The measure, sponsored by retiring Sens. Kay Bailey Hutchison (R-Tex.) and Jon Kyl (R-Ariz.), as well as Sen. John McCain (R-Ariz.), would offer a Republican alternative to the so-called Dream Act, providing a pathway to permanent residency — but not citizenship — to young adults who have completed military service or higher education and have worked at least four years.

It would not provide any special path to citizenship for such immigrants.

The proposal comes as an increasing number of Republican voices have called for the party to soften its hard-line opposition to illegal immigration in the wake of massive November electoral losses driven, in part, by poor performance with Latino voters.

Hutchison and Kyl insisted that their bill was not a response to the election results. Instead, they said it represented a year of behind-the-scenes work to come up with an alternative to the Dream Act that would allow such young people to remain in the United States without allowing them, as Kyl said, “to jump ahead of anybody in the citizenship path.”

They said they were moving ahead with the legislation now so that it could get a public airing before they leave the Senate when its term concludes this month. However, they said they were not optimistic about the chances for movement on the issue during Congress’ ongoing lame-duck session, given the fiscal issues that will occupy most of lawmakers’ time in coming weeks.

The measure, dubbed the Achieve Act, would extend a new visa to people younger than 28 who were brought to the United States before age 14. It would be available to those without serious criminal records and who agree not to access government benefits, including federal student loans.

The visa would allow young people to complete schooling or military service. It could then be transferred, first to a work visa and then, after four years, to a visa allowing for permanent legal residency.

Though the group said they have held productive conversations with Sen. Marco Rubio (R-Fla.), who has been working on his own alternative to the Dream Act and has become a leading voice within the GOP in immigration reform, they indicated that he was not prepared to sign on as a co-sponsor.

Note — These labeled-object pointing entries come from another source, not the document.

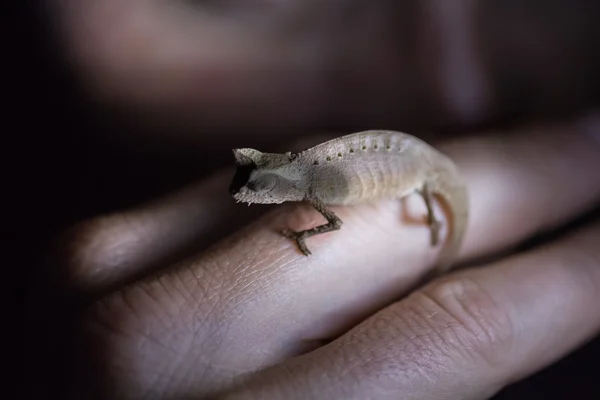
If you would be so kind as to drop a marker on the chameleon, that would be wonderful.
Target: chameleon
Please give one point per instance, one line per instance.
(359, 167)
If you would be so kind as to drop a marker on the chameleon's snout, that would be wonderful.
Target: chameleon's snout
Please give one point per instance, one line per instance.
(234, 189)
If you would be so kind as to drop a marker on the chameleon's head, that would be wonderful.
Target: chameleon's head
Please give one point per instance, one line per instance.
(265, 178)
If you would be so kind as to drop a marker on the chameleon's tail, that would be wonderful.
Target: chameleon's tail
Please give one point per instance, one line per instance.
(455, 198)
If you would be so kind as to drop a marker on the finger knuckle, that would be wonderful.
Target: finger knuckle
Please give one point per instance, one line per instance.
(467, 319)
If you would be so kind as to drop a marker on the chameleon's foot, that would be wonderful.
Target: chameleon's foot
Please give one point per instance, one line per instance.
(299, 237)
(434, 227)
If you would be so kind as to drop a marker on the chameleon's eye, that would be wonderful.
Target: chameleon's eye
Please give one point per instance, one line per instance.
(263, 183)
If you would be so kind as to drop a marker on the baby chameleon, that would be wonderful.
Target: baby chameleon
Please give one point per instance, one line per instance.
(360, 167)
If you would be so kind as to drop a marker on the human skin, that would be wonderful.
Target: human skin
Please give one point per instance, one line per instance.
(250, 317)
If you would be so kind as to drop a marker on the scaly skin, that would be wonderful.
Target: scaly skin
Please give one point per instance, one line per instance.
(356, 168)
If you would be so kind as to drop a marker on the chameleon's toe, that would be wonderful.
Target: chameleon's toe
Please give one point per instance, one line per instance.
(435, 227)
(289, 234)
(299, 239)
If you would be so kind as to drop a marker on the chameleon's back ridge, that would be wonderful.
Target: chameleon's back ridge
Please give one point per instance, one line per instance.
(360, 167)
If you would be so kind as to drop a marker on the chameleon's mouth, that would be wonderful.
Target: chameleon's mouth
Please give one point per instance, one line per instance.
(241, 177)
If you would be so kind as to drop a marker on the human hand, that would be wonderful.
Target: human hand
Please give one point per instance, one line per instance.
(172, 319)
(253, 314)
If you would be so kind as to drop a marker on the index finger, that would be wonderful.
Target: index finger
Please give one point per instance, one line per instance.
(254, 300)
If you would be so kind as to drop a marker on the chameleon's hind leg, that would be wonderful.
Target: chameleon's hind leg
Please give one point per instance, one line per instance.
(333, 223)
(433, 222)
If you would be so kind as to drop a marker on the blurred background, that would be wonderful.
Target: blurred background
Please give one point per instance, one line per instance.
(113, 103)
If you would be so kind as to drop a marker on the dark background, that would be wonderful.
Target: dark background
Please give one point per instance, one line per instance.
(59, 169)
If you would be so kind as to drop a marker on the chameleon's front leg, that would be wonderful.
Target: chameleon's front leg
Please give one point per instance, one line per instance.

The measure was also introduced without Democratic sponsors, despite repeated calls from Democrats for Republicans to work on bipartisan immigration legislation.

Kyl — who held a joint news conference with Hutchison on Tuesday to unveil the proposal — offered harsh words for President Obama for his June decision to declare that his administration would stop seeking to deport those who would have qualified under the Dream Act.

“The administration has unfortunately chosen . . . to take the law into its own hands, choosing to ignore current law because it didn’t think it was good policy,” Kyl said. “Those of us who strongly believe in the rule of law believe that in our country, if you don’t like the law, change it, or seek to change it. Don’t violate it.”

Though the proposal will most likely be dismissed by some in the Republican camp for offering amnesty to illegal immigrants, a senior Democratic aide, who is not authorized to speak publicly about still-evolving legislation, suggested that the retiring Republicans should be given little credit for advancing the idea on the eve of their departure from the Senate.

“It’s not exactly a profile in courage for two senators — who happen to turn into pumpkins in about a month — to weigh in on a bill that’s been around for a decade and that they’ve opposed for nearly as long,” he said. “It’ll be interesting to see if members of their party will be willing to continue the conversation they’ve waited far too long to start.”